Tout semble donc indiquer que Jésus reviendra. Probablement plusieurs fois.

Toutefois, concernant le prochain, nous nous devons d’apprécier le savoir faire préparatoire du premier des messagers de Dieu. Ainsi les héritiers américains de Martin Luther (fondateur du protestantisme et auteur d’un des livres le plus « antisémites » de l’histoire) se sont associés dans l’entreprise sioniste avec les Juifs dans la préparation du retour (ou venue) du messie. L’exploit est d’autant plus appréciable qu’à la base, ils ne sont même pas d’accord sur l’identité du personnage. Plus fort encore, les musulmans peuvent être ralliés au sionisme simplement moyennant, dans le rôle de Yahia, un barbu bien de chez eux, qui s’appellerait Imam El Mahdi. La « grande réunification » est au programme.

Les rabbins ont déjà vendu la mèche. Le Machiah s’appellera YESHUA.

L’injeel (L’évangile)

Dans le verset (5-44), le coran affirme que Dieu a confié la garde de la Thora aux juifs (humour coranique ?) alors qu’il se chargera lui-même de garder le coran (15-9 ; 6-115 et 18-27). Un Coran que les musulmans oublieront (25-30) pour suivre des conjectures (6-116).

Que la bible juive soit pervertie est un fait coranique (2-75; 2-146; 3-78; 4-46; 5-13; 5-15; 5-41;7-162). Il y a de tout, inventions, déformation de sens, tordage de langue et suppressions.

Les chercheurs « bibliques » identifient d’ailleurs plusieurs « mains » dans chaque livre.

C’est ce qui se passe lorsque Dieu confie la garde de ses livres aux hommes. Ils ont tous été soit perdus soit « améliorés ». Ce qui reste est vénéré comme parole divine même si l’intervention humaine est plus que criante.

A en croire les prêtres et les rabbins, les auteurs de la bible auraient bénéficié de l’esprit sain. C’est vraiment à se demander à quoi servent les prophètes si c’est pour dicter les paroles de Dieu à des inconnus et en faire un blog collectif ?

Mais, perversion ne veut pas dire invention. A la base, la bible est parole divine. Lire la bible avec le coran est riche en enseignements surtout que le coran dit qu’il y répond et qu’il corrige.

Les versets (3-48; 5-46; 5-110; 57-274) sont clairs. Non seulement Issa ibn Meriem a étudié la Torah (ce qui suppose qu’il avait, entre les mains, la bonne version), mais aussi il a reçu et étudié l’évangile de son vivant (les évangiles du Jésus de la croix ont été écrits, je le rappelle, après sa mort). « Entre les mains » est d’ailleurs littéralement présente dans le verset 5-46 concernant Issa mais pourrait, au vu d’autres versets, signifier autre chose.

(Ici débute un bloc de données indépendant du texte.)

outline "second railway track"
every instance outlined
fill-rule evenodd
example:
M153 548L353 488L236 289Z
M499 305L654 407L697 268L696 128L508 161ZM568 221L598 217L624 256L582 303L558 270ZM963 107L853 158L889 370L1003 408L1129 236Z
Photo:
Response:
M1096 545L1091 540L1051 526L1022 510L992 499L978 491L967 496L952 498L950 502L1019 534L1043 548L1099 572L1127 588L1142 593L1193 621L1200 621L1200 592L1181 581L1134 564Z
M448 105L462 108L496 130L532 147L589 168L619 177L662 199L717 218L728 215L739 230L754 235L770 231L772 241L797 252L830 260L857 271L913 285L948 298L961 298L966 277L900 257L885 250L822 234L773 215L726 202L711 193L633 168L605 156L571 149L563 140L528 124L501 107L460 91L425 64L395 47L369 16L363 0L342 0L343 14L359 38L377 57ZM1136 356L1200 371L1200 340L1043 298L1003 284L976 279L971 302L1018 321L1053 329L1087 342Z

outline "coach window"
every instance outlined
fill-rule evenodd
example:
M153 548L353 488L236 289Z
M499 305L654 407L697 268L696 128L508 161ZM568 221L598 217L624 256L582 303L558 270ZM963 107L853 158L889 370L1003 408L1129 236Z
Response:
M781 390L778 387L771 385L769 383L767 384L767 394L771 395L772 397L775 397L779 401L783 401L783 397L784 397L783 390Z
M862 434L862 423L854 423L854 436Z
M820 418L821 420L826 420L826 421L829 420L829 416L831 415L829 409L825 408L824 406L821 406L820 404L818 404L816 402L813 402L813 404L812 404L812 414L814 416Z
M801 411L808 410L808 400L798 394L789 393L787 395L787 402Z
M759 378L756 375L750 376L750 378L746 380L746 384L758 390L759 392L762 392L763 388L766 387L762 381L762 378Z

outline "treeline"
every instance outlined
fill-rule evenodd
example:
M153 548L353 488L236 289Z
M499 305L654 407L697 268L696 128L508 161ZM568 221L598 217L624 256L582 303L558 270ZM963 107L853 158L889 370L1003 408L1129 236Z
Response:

Où est donc passé l’Injeel sur lequel a étudié Issa Ibn Meriem ?

La Torah serait devenue le pentateuque (5 premiers livres de la bible attribués à Moise).

Le 6 ème livre de l’ancien testament, s’intitule le Livre de Yeshua. Malgré son nom, ce livre ne correspond pas au portrait robot de l’injeel fait par le coran (confirmation de la thora avec levée de certains interdits 3-50). De plus, la campagne de conquêtes qui y est décrite est particulièrement génocidaire et ferait passer Attila pour un pacifiste devant Yeshua. Au-delà des bébés, même les animaux ont été trucidés. Yeshua se retrouve ainsi accusé de toutes les destructions « en terre sainte » que l’archéologie pourra trouver, indépendamment de toute considération de datations.

Le livre de Yeshua demeure toutefois intéressant de par le sujet traité et pourrait être inspiré de faits réels. Suivons donc la trace de ce livre à partir d’un fil « historique ». Cheikh Dukhani parle de fil historique car, par la grâce du premier des messagers de Dieu, l’histoire de la religion est devenue un véritable plat de spaghettis où il est devenu impossible de s’y retrouver.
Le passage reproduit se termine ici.